Bei den anderen Tieren sind maximal drei Antibiotika-Behandlungen pro Jahr erlaubt. Kommt es zu einer weiteren Erkrankung, die den Einsatz von Antibiotika erforderlich machen, dürfen die tierischen Produkte nicht als Bio-Produkte vermarktet werden.

Dass die Bio-Tierhaltung die Entstehung von antibiotikaresistenten Keimen nicht begünstigt, haben mehrere Studien gezeigt, wonach solche Keime in Bio-Ställen deutlich seltener vorkommen. Da es sich bei ESBL-Keimen aber um Erreger handelt, die in der gesamten Umwelt vorkommen, ist es trotzdem unvermeidbar, dass sie auch auf Bio-Produkten nachgewiesen werden können.

Dazu trägt auch bei, dass Ökologischer Landbau und Bio-Tierhaltung nicht vollständig von der konventionellen Land- und Lebensmittelwirtschaft getrennt stattfinden können. Entlang der gesamten Produktionskette existieren vielfältige Eintragswege für Keime: durch Abdrift gelangen Keime von mit Gülle gedüngten Nachbarfeldern auf die Weiden oder durch die Lüftungsanlagen in den Stall. Auch die Schlachtung, bei der konventionelle und Öko-Tiere zum Teil durch dieselben Anlagen gehen, kommt für eine mögliche Keimübertragung in Frage. Ebenso beim Transport oder Verkauf in denselben Transportfahrzeugen oder Verkaufsstätten können Keime auf Bio-Fleisch gelangen.
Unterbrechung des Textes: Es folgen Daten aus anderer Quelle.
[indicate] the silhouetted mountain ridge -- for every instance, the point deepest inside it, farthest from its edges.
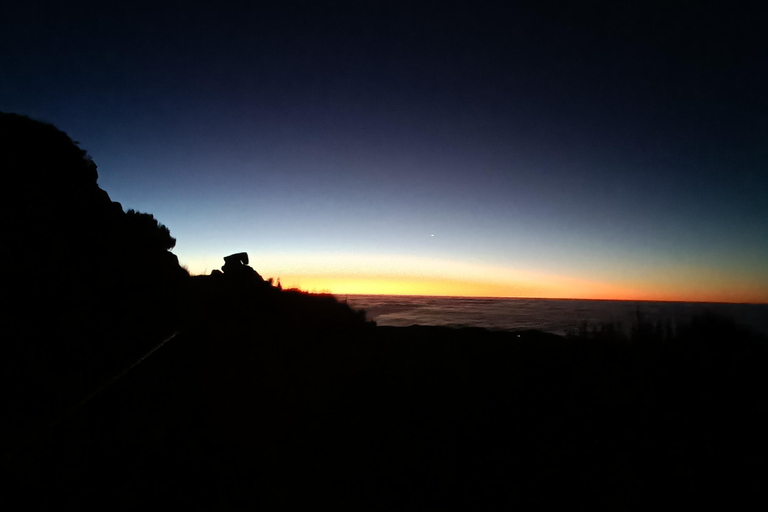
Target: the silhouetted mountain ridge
(280, 400)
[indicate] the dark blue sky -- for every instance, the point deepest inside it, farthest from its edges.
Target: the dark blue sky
(615, 149)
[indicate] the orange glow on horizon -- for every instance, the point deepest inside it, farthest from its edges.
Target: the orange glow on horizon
(352, 274)
(556, 289)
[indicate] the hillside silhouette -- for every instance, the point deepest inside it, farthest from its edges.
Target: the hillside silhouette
(259, 397)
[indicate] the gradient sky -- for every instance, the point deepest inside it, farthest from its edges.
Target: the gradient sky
(599, 150)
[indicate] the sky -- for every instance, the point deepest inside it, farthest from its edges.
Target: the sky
(611, 150)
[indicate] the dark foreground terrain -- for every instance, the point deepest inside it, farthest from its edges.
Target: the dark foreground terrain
(248, 408)
(253, 397)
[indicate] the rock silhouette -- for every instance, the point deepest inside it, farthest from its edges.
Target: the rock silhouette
(283, 400)
(87, 285)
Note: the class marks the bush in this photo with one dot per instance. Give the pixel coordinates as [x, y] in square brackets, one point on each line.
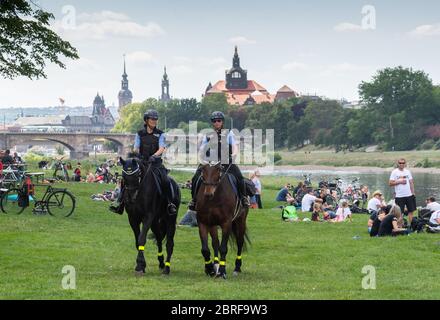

Um solche Eintrittspforten zu verringern, sind noch viele Forschungsanstrengungen erforderlich. Gemeinsam mit dem BUND und Neuland beteiligt sich der BÖLW daher an einem Projekt des Robert-Koch-Instituts, das zum Ziel hat, mehr Klarheit über diese Zusammenhänge zu erlangen.